For women, the source of happiness comes from emotional bonds, which in turn give them a sense of security. Such security can also be felt in the form of property, a fashionable wardrobe and regular entertainment, but these are secondary and tend to be part of fulfilling emotional ties.

Good health and a strong spiritual connection are also very important to women, which is why women make up the larger percentage of the congregation in churches and prayer groups.

Before we dismiss men as materialistic and money oriented, it is important to note that they, too, seek intrinsic satisfiers to some extent. Dr Zani notes; "Deep in men is a desire for intrinsic satisfiers such as trust and recognition from partners and children. Most important is respect. They are happy when they feel respected, by their families first, and then by the society at large."

Stand out

Men also value authority in their friendships and try as much as possible to stand out and shine. They believe they are accepted and respected when they command much authority, which can better be manifested when they are in leadership positions.

Thus, if men and women find happiness from such different sources, is it possible for men and women to be happy together without stepping on each other’s toes?

The answer is: Yes, it is possible. According to a recent survey conducted by Coca-Cola dubbed the Coca-Cola Happiness Barometer’ most people interviewed said their greatest source of happiness was — get this — marriage.

Even with the negative energy surrounding marriage and relationships in Kenya, most of the people interviewed overwhelmingly (95 per cent) voted their partners as the biggest source of happiness. Surprised?

Overall, in all the countries where the survey was carried out, 77 per cent of the respondents unanimously agreed that family and life partners offered the greatest source of joy! So ditch all those theories that christen marriages as ‘hell on earth’.

Love and friendship score highly on all tests of what makes people happy, although love is obviously also capable of making people very unhappy. When it goes well, love satisfies both the desire for self-fulfilment as love is a search for self, and sometimes the desire for recognition, approval and endorsement of identity, hence fulfilling both the male’s extrinsic and female’s intrinsic needs.

Love is, therefore, the common ground on which men and women can source happiness. Nonetheless, there is a general agreement that one need not be in a relationship to be happy, but you do need plenty of friends.

The Coca-Cola Happiness Barometer also revealed another factor that makes men happy — food. When asked what cheers them up, most men (51 per cent) said a hearty meal does the trick.

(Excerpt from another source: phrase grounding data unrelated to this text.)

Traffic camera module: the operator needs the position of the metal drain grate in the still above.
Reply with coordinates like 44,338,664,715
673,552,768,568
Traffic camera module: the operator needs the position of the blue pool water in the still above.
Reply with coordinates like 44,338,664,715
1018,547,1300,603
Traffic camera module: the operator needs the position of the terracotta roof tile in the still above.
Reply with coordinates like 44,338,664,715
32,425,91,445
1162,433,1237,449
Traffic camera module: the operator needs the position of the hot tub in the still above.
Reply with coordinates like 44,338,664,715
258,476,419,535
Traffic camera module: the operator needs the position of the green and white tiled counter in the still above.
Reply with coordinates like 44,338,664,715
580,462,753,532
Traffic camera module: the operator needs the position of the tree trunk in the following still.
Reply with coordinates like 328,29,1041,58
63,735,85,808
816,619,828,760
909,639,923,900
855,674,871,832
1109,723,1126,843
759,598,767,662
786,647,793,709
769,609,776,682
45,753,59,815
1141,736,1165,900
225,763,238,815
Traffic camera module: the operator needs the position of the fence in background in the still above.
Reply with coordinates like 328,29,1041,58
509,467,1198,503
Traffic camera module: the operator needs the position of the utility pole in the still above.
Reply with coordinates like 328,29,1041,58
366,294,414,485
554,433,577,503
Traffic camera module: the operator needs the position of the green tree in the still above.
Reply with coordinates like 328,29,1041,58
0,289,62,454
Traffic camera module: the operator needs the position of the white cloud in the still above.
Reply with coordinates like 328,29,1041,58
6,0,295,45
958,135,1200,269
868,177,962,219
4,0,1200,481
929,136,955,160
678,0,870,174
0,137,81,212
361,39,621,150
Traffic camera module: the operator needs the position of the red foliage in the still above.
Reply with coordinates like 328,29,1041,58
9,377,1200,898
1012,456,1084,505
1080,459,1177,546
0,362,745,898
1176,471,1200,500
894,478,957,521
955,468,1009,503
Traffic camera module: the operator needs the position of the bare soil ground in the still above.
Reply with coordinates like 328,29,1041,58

For women, religion is a key to happiness. Given that religion offers a glimpse of something beyond the self, women find it relaxing and calming. Of the women interviewed, 55 per cent confessed they cheer themselves through fellowship and worship. Thus, while women seek divine intervention in a difficult situation, men opt to sit in front of the telly, or eat and drink to "drown their sorrows".

Great careers

A recent article published by The Observer, a UK magazine, argues that women today ought to be the happiest lot. Reason? They can choose to have great careers, decide whether to have babies or not and walk out of miserable marriages. In the past, women could not afford these luxuries. Yet, even with all the liberties women enjoy, they are still not happy, even with six-figure salaries and figure-eight body shapes. The hundreds of self-help books published annually is indicative of a society of unhappy women.

The key to happiness is not to examine your innermost self or think of yourself as a project to be worked on. Chances are we are most likely to be fulfilled by getting involved in something bigger than ourselves. True happiness, it seems, is losing yourself in something, or someone else.